(Bloomberg) -- Cruise LLC is cutting 24% of its workforce, extending an overhaul of the troubled autonomous-vehicle business after it dismissed nine top executives.

The layoffs, which amount to about 900 positions, will primarily affect workers in operations roles, according to a memo to employees Thursday from President Mo Elshenawy. Some technology positions will also be affected, but engineers will largely be spared from the cuts.

The company, which is majority owned by General Motors Co., has been reevaluating its once-aggressive growth plans after an Oct. 2 incident in which one of its vehicles struck and dragged a pedestrian for 20 feet. The resulting regulatory scrutiny led Cruise to fire executives who managed the company’s response and to pull back operations.

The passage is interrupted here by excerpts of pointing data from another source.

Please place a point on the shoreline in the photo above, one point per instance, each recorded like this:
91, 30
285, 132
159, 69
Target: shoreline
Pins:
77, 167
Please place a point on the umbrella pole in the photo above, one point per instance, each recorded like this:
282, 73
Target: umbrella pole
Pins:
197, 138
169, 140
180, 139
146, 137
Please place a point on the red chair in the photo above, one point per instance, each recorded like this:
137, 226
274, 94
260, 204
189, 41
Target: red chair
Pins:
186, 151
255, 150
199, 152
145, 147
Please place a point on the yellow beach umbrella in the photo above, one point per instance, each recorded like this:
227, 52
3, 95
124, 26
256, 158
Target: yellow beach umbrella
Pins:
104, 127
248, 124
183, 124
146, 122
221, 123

With the job cuts, GM is also reducing its spending on Cruise, which totaled $700 million in its most recent quarter. The restructuring moves give the robotaxi unit time to examine the safety of its self-driving technology and rebuild the business at a more conservative pace than it had under former Chief Executive Officer Kyle Vogt, who resigned last month.

“While we remain committed to commercialization, we will approach it within a thoughtful and achievable time frame — with safety as our north star,” Cruise said in a statement Thursday. The decision to cut jobs “reflects our new future and a more deliberate go-to-market path, meaning less immediate need for field, commercial operations and corporate staffing.”

GM’s shares rose 5.5% as of 1:41 p.m. in New York.

Cruise’s new strategy scraps Vogt’s push to expand to more than 12 cities by the end of 2024. Under the former CEO and founder, the company was pressing ahead with expansion even as its had to recall cars to make software changes and had other traffic problems, such as holding up other drivers by stopping in intersections and running into a fire truck.

Under Vogt, Cruise had a target of bringing in $1 billion in revenue in 2025 and $50 billion by 2030, which made it a big piece of GM CEO Mary Barra’s goal of doubling revenue to $280 billion by the end of the decade.

Read More: Mary Barra’s $280 Billion Goal Is Proving a Stretch for GM

In the letter to staff, Elshenawy said the cuts target operations because the company won’t grow the robotaxi business until it is certain the vehicles are safe.

He also said Cruise maintains its goal to develop a fully driverless service that meets a new performance bar, but which prioritizes the existing electric Chevrolet Bolt AV model instead of a new dedicated-purpose autonomous vehicle. Cruise wants to relaunch the robotaxi business in one city to start and build its safety standards before pushing for scale. GM has stopped work on a six-passenger autonomous shuttle for model year 2024 called the Cruise Origin.

Growing Problems

Cruise’s problems multiplied in late summer after the company got permission to charge fares and drive 24 hours a day in San Francisco. A week later, one of its cars failed to yield to the firetruck. The next day, on Aug. 18 the California Department of Motor Vehicles ordered the company to cut its fleet in half.

A major blow came in early October, when a Cruise vehicle hit a pedestrian after she was struck by another car, and then dragged her along the street about 20 feet, causing serious injuries.

Cruise subsequently described the incident in an email exchange with regulators that referred to the “impact with the pedestrian” but didn’t mention the dragging. In the message, David Estrada, a Cruise government affairs executive who was dismissed on Dec. 13, said the events were captured on video.

Later that month, California regulators suspended Cruise’s license to operate as authorities accused the company of hiding details of the incident. Cruise has denied that it wasn’t forthcoming.